This history was compiled from a variety of sources on the Internet, including Wikipedia, marinesource.com and Good Old Boat magazine.
Clinton Pearson, the founder of Bristol Yachts, was a pioneer in fiberglass sailboats.
He and his cousin, Everett Pearson, built fiberglass dinghies in a Massachusetts garage in the mid-1950s before starting Pearson Yachts. The company was one of the first successful builders of mass production fiberglass sailboats.
But financial complications and corporate infighting prompted Clinton to leave his namesake company in 1964, when he bought a struggling sailboat manufacturer called Sailstar in West Warwick, R.I., and transformed it into Bristol Yachts in 1966.

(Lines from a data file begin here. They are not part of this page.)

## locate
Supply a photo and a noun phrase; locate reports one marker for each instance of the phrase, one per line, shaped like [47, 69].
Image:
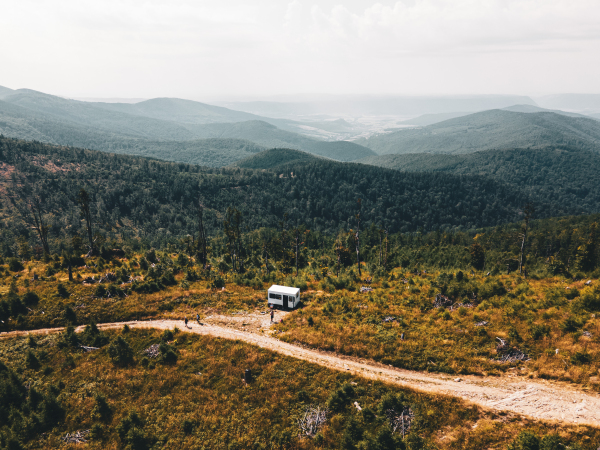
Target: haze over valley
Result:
[300, 225]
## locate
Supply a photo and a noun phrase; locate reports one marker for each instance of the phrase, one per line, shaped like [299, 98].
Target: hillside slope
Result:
[46, 118]
[569, 176]
[128, 190]
[274, 158]
[495, 129]
[269, 136]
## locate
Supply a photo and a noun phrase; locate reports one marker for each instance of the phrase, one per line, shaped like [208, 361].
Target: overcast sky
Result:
[228, 48]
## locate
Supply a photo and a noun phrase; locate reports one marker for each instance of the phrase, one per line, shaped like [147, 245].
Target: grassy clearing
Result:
[199, 400]
[537, 316]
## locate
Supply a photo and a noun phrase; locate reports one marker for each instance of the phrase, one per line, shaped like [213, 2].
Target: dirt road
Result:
[538, 399]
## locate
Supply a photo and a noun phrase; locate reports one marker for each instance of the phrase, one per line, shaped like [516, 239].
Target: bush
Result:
[131, 433]
[539, 331]
[339, 398]
[93, 337]
[217, 283]
[167, 336]
[120, 352]
[68, 338]
[102, 410]
[187, 426]
[96, 432]
[570, 325]
[14, 265]
[151, 256]
[525, 441]
[32, 361]
[580, 358]
[167, 354]
[31, 298]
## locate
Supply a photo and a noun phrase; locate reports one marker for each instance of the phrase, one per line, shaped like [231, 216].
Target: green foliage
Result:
[14, 265]
[525, 441]
[131, 432]
[339, 399]
[69, 338]
[120, 352]
[70, 315]
[31, 298]
[102, 410]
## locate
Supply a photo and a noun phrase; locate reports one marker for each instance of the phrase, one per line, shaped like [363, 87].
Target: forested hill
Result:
[275, 158]
[495, 129]
[566, 176]
[26, 114]
[136, 196]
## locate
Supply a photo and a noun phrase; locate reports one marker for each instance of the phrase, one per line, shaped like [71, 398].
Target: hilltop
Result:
[142, 129]
[275, 158]
[566, 175]
[495, 129]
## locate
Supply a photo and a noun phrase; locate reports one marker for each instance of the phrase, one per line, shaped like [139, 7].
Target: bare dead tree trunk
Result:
[338, 250]
[203, 257]
[31, 209]
[84, 204]
[357, 238]
[386, 250]
[528, 213]
[380, 248]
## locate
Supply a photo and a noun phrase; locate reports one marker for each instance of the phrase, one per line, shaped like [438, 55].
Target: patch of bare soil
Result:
[542, 400]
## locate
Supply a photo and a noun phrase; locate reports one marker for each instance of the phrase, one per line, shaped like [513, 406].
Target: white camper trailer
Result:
[284, 296]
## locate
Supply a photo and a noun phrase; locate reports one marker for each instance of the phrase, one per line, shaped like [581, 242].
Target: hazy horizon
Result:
[259, 49]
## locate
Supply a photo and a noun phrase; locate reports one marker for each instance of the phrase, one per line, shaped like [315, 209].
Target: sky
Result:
[257, 48]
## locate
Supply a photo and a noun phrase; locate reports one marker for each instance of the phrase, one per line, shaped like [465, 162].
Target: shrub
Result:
[167, 354]
[580, 358]
[131, 433]
[100, 291]
[31, 298]
[151, 256]
[120, 352]
[339, 398]
[102, 410]
[525, 441]
[68, 338]
[32, 361]
[14, 265]
[187, 426]
[61, 291]
[167, 336]
[93, 337]
[570, 325]
[96, 432]
[539, 331]
[70, 315]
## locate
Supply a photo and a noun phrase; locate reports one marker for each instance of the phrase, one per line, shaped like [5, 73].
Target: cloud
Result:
[169, 47]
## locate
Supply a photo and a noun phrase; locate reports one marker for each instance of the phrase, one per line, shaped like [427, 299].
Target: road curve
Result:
[540, 400]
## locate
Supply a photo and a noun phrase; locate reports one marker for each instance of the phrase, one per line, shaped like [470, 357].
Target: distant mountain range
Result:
[170, 129]
[275, 158]
[364, 105]
[494, 129]
[567, 175]
[430, 119]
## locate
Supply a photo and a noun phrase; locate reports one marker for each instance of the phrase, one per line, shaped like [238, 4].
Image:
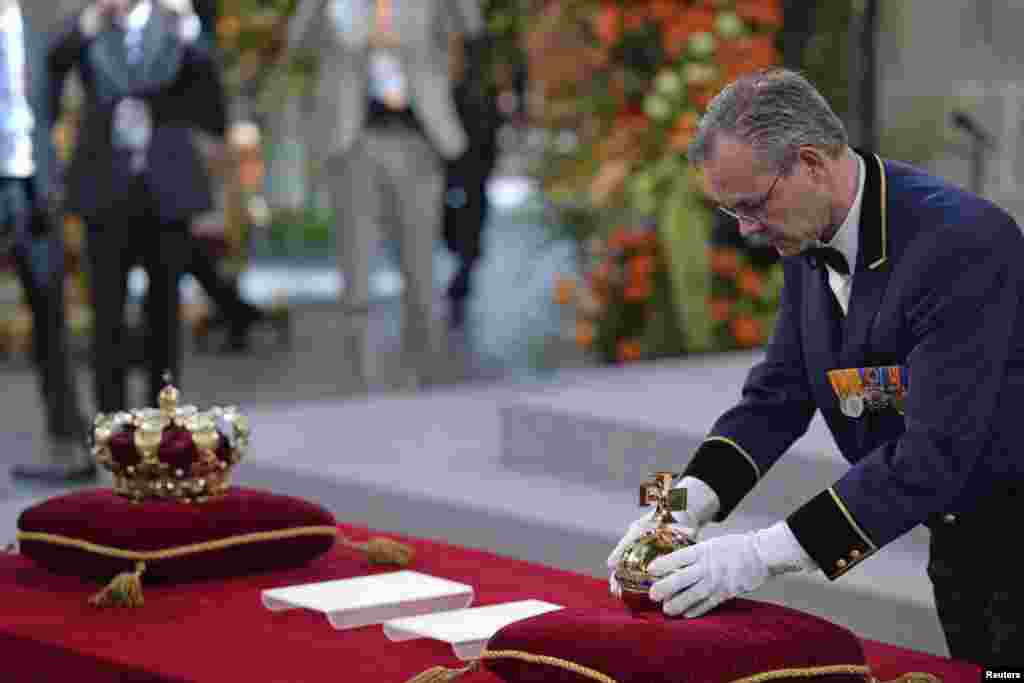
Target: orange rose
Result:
[745, 331]
[619, 239]
[720, 309]
[664, 10]
[634, 18]
[641, 265]
[724, 262]
[608, 24]
[638, 290]
[628, 350]
[750, 283]
[584, 334]
[674, 38]
[767, 13]
[698, 18]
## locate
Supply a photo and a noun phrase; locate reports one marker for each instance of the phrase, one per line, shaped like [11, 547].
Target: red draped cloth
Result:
[219, 630]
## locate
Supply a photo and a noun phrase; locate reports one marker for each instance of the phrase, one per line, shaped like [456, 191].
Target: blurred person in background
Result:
[31, 235]
[136, 177]
[385, 122]
[466, 202]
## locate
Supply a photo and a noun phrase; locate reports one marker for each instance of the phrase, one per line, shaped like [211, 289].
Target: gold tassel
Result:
[442, 675]
[382, 551]
[125, 590]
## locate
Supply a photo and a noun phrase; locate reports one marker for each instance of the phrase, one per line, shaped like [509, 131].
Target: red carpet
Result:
[219, 631]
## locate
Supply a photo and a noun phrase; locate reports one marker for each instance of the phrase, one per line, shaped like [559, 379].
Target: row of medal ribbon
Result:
[860, 389]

Located in Bristol, R.I., the company had the famed Carl Alberg design its first original boat, the Bristol 27, to add to its production of the Sailstar, also known as the Bristol 24.
The first generation of Bristols was aimed at the mass market. They were moderately priced and heavily built, with designs from some of the top names of the day. In addition to Alberg, they included Halsey Herreshoff, John Alden and Paul Coble.
Rather than racing, the boats were designed with cruising and comfort in mind, although many owners of today’s floating condos probably wouldn’t agree. Suffice it to say that Bristols were roomy for their era.
They had wine glass-shaped hulls, full keels with cutaway forefoots and attached rudders, characteristics that gave the boats an easy motion at sea — much more comfortable than many of today’s racer-cruisers.
The next generation of Bristols came largely from the drawing board of well-known designer Ted Hood — with contributions from Herreshoff — and were noted by having a deciminal point in their names – the 27.7, 29.9, 31,1, 33.3, 35.5, 38.8, 41.1, 43.3, 47.7 and 51.1.
Many of them were centerboarders, and Wikipedia says this about them:
“The hull designs were a development of Ted Hood’s ‘whale bottom’ delta hull form, with a steep deadrise allowing the ballast to be placed low in the hull (compensating for the lack of ballast in the centreboard), and improving interior space. This hull design is known for its comfortable motion in a seaway.”
The second generation of Bristols also were more luxurious, eschewing the Spartan philosophy of sailboats in the 1960s and 1970s, with a finer fit and finish that enhanced Bristol’s reputation as a quality builder.
Eventually, as the mass market for new sailboats dwindled, largely because there were so many good used sailboats on the market, Bristol transformed itself into a semi-custom yacht builder in the early 1990s before finally shutting down production in 1997 after manufacturing 4,400 boats.